O’Brien said the case “exemplifies the worst of the worst. This man groomed his daughter from a young age to expect this.”
She said Orr was repeatedly let down by authorities each time she reported her father – from eighth grade to when she located her fugitive father in Germany and reported him to a federal marshal. She asked the judge not to let Orr down again.
Although many rape victims choose to remain anonymous, Orr said she has come public and remained public to give a voice to victims.
“I’ve been denied this right (to speak) for a very long time,” she said. “He is a danger to society. And to me and my family, he is more of a danger.”
She described the “scars” left by the rape by her father.
“I wish a stranger had done this to me,” she said. “I love my dad because he’s my dad, but this hurt me more than anyone could imagine.”
According to O’Brien, recent phone calls from Hertel to family members from jail revealed he planed to appeal both the Arizona ruling and this sentence.

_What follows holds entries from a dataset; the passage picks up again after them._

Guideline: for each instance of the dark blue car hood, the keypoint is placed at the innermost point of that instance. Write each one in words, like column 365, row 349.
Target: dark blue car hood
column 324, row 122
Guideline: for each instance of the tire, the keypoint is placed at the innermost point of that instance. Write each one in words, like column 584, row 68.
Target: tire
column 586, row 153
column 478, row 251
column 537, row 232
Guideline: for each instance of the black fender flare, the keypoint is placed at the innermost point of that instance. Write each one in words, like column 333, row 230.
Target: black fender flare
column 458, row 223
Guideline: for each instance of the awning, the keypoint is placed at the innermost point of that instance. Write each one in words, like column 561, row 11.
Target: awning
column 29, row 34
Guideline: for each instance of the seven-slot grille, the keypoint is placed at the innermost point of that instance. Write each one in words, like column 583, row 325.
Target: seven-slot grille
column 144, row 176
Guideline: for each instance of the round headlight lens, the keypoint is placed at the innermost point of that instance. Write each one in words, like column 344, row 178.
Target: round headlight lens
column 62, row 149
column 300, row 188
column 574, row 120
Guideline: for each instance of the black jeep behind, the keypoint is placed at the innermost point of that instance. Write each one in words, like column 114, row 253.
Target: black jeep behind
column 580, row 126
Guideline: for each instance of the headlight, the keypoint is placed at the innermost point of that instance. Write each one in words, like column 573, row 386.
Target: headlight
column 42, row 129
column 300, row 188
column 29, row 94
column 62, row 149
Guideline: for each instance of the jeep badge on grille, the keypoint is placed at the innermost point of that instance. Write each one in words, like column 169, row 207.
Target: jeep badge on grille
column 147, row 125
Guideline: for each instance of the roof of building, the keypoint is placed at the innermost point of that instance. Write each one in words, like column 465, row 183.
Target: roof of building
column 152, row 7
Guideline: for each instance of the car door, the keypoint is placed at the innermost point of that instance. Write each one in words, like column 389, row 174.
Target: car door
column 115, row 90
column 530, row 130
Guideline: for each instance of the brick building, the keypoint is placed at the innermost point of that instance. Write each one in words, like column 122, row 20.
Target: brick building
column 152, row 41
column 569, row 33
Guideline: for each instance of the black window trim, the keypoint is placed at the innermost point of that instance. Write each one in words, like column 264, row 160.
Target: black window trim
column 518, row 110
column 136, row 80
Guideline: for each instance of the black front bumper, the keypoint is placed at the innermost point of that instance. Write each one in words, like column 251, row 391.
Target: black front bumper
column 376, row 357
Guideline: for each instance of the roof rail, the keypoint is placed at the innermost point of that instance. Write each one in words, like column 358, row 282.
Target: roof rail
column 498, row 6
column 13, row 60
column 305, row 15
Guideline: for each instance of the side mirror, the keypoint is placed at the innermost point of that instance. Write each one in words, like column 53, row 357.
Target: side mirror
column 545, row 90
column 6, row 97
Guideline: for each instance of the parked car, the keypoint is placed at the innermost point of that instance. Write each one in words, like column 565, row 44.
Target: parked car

Orr said if her father appeals, “today’s not going to be closure. This is not going to be over.”
As Orr finished speaking, Hertel yelled, “I love you, Heather.”
Orr told the media after Hertel was remanded that despite his outburst, she still got the last word.
Hertel was arraigned on the rape and gross sexual imposition charges on March 18, 2013. He initially pleaded not guilty to the charges, but changed his plea to guilty Nov. 4 under a plea deal that allowed him to choose whether he would be sentenced under old laws or current laws governing penalties for rape.
When attorneys noted a miscommunication in the original plea deal, Hertel changed his plea to not guilty at his sentencing Dec. 13.
He again changed his plea to guilty under the original charges Monday and said he had never intended to change his plea to not guilty; he entered the plea of not guilty Dec. 13 due to the miscommunication in the plea deal.
“I’m doing this of my own free will,” Hertel said Monday, “so that my daughter will have closure of all of this and I will take whatever judgement you pronounce on me without reservation. Everything was explained adequate this time. It’s a shame there was a misunderstanding last time or it would have gone forth.”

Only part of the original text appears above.